Tôt le lendemain matin, ils virent arriver le docteur Reynolds, conduit par le bedeau. Eugène était conscient, mais très faible. Il parlait avec difficulté. Le docteur l’ausculta puis fronça les sourcils. » (p. 125-126)
« Chers Marguerite et Denis,
J’ai l’intention de me rendre à Val-d’Argent au début de juin pour vous entretenir d’une affaire qui me tient fort à cœur. Je suppose qu’il ne se trouve pas à Val-d’Argent d’hôtel digne de ce nom, aussi devrai-je vous demander l’hospitalité durant un jour ou deux.
Votre sœur affectionnée,
Émilia de Brettigny » (p. 215)
Référent(s) culturel(s)
- Référence aux Premières Nations et aux Métis.
- Mention de nombreux villages et de nombreuses villes de l’Ontario (p. ex., North Bay, Timmins, Kapuskasing, Earlton, Ottawa) où l’on retrouve des regroupements franco-ontariens.
- Mention de personnages marquants de l’histoire canadienne (p. ex., Henri Bourassa, Aurélien Bélanger, Howard Ferguson).
- Mention du journal Le Droit d’Ottawa.
- Extrait d’une chanson à répondre, Nicolas. (p. 125)
Pistes d'exploitation
- Demander aux élèves, réunis en équipes, de retracer en ordre chronologique les événements historiques réels sur lesquels est basé le roman. Animer une mise en commun afin de leur permettre de faire part de leur travail au groupe-classe.
- Au cours de la lecture, inviter les élèves à noter tous les personnages mentionnés dans le roman, puis leur demander, regroupés en dyades, de dresser un organigramme illustrant les liens entre chacun. Afficher les productions dans la classe, puis les comparer en groupe-classe.
- Suggérer aux élèves, regroupés en dyades, de mener une recherche sur les relations entre les communautés canadienne-française et canadienne-anglaise dans le nord de l’Ontario (p. ex., le Règlement 17, les relations de travail dans les compagnies de la région). Les inviter à présenter leurs trouvailles sous la forme de leur choix (diaporama, infographie, collage).
- Proposer aux élèves, regroupés en équipes, de choisir une scène du roman puis de l’adapter sous forme de saynète. Les inviter à présenter leur saynète devant le groupe-classe.
Conseils d'utilisation
- Avant la lecture, faire un retour sur les grandes lignes du premier roman de la série, soit La quête d’Alexandre, dont la fiche pédagogique se trouve dans
- Accorder une attention particulière aux sujets délicats dont on traite dans le roman (p. ex., respect des Premières Nations et des Métis, condition de la femme au début des années 1900).
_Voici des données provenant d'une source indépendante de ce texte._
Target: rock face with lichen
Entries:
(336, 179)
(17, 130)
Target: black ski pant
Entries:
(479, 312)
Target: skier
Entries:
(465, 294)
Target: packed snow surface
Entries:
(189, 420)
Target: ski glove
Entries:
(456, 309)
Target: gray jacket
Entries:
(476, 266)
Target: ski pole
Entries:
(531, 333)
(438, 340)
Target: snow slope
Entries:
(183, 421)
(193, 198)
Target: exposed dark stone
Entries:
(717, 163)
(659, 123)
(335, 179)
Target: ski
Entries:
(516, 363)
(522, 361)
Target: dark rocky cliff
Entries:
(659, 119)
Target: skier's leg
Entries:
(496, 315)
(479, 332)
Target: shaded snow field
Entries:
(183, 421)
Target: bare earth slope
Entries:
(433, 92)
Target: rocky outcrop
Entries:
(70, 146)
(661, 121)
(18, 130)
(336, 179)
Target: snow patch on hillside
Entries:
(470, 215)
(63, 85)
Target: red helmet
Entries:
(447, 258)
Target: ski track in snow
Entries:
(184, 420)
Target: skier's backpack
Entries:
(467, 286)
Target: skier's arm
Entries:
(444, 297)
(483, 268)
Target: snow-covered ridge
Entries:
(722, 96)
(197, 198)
- Discuter des événements entourant la Première Guerre mondiale, ainsi que des répercussions de la Grande Crise de 1929 sur les communautés.
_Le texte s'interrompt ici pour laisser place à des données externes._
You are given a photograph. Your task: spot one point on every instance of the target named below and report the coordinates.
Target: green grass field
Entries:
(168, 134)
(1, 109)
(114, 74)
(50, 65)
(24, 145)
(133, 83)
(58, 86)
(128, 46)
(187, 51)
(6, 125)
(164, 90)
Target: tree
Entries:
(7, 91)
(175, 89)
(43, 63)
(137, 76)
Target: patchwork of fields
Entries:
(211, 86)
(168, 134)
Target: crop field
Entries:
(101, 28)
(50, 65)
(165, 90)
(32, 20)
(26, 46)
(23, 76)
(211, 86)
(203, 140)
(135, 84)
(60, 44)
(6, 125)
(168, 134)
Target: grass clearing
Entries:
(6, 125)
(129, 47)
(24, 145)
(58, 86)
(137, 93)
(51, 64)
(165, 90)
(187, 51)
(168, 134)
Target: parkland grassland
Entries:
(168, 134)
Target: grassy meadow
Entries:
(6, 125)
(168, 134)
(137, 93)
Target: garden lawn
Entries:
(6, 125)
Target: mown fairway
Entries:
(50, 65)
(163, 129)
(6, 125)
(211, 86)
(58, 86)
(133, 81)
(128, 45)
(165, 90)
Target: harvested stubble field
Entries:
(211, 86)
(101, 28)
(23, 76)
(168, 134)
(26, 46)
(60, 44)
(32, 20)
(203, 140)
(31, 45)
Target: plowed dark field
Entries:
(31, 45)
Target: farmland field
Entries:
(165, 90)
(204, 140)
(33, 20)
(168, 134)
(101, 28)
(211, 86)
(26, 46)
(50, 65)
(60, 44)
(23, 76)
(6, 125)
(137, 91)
- Encourager les élèves à lire le troisième volume des Chroniques du Nouvel-Ontario, soit Les routes incertaines, dont la fiche pédagogique se trouve dans FousDeLire.
Ressource(s) additionnelle(s)
- IDÉLLO.org, ressources éducatives en ligne, 3e à 12e année, Série : Villages et visages, divers épisodes.
- IDÉLLO.org, ressources éducatives en ligne, 6e à 12e année, Série : Droit comme un F, Gain de cause; Nos droits, nos batailles.